Florence Frankland Thomson

Personal information
- Born: Florence Frankland Wilson 8 December 1885 Glasgow, Scotland
- Died: 2 July 1939 (aged 53) Glasgow, Scotland

Chess career
- Country: Scotland

= Florence Frankland Thomson =

Scottish chess player

Florence Frankland Thomson (8 December 1885 – 2 July 1939, born Florence Frankland Wilson) was a Scottish chess master. She was Women's World Chess Championship participant (1937). She was a six-times winner the Scottish Women's Chess Championship (1929, 1930, 1932, 1933, 1934, 1937).

== Early life ==
She was born in Glasgow in 1885.

==Career==
In the 1920s Thomson joined Glasgow Ladies' Chess Club. She was champion of the club on several occasions. Thomson also was Glasgow Ladies' Chess Club president but only a few weeks before her death she was elected vice-president for the second time. Thomson was also champion of Glasgow Polytechnic Chess Club on two occasions. She six times participated and each time won the Scottish Women's Chess Championships: 1929, 1930, 1932, 1933, 1934 and 1937.

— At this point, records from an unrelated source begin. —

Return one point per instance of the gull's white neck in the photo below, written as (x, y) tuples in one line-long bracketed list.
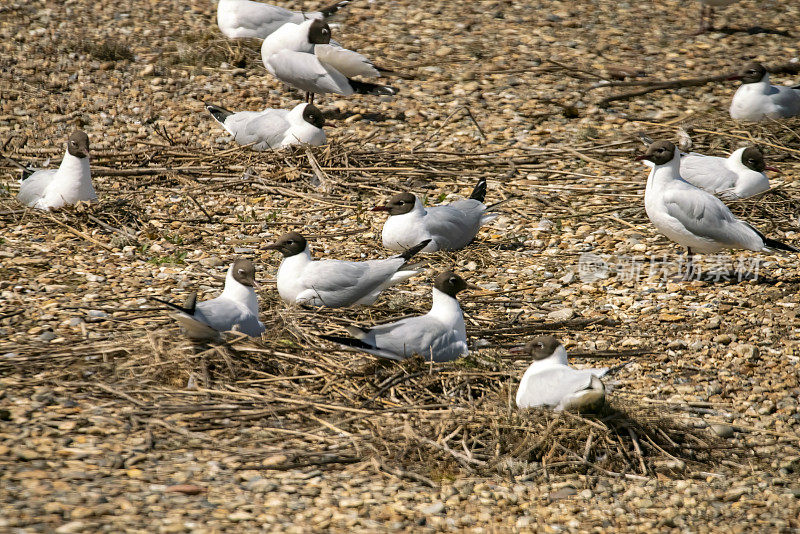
[(71, 183), (239, 293), (445, 308), (416, 212), (661, 175), (734, 163), (559, 357)]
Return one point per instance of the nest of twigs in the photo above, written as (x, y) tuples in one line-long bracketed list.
[(286, 408)]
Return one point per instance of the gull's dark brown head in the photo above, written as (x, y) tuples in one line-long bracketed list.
[(450, 283), (399, 204), (244, 272), (312, 115), (78, 144), (660, 153), (752, 158), (538, 348), (289, 244), (752, 73), (319, 32)]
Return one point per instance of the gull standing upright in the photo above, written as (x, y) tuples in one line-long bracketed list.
[(236, 308), (692, 217), (70, 183), (243, 19), (449, 227), (439, 335), (336, 283), (273, 128), (740, 175), (552, 383), (302, 56), (756, 99)]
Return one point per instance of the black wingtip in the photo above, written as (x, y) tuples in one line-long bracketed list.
[(410, 252), (187, 310), (389, 72), (347, 341), (332, 9), (479, 193), (777, 245), (219, 113), (367, 88), (191, 302)]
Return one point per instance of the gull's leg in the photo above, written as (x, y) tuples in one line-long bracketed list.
[(689, 265)]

Thomson also participated in the British Women's Chess Championship when she shared 3rd–4th place in 1935, and shared 2nd-3rd place in 1936, and won 2nd place in both the 1937 and 1938 tournaments. In 1937, Thomson participated in Women's World Chess Championship in Stockholm where with Ingrid Larsen shared 21st–22nd place.

Thomson was the first female insurance broker in Scotland.

== Personal life ==
Florence Frankland Wilson married William Thomson, and had a son. She died in 1939, aged 53, in Glasgow. Her son Alexander Aird Thomson (1917–1991) was also a chess player; he won the Scottish Men's Chess Championship in 1951 and represented Scotland three times at Chess Olympiad (1956, 1958, 1964).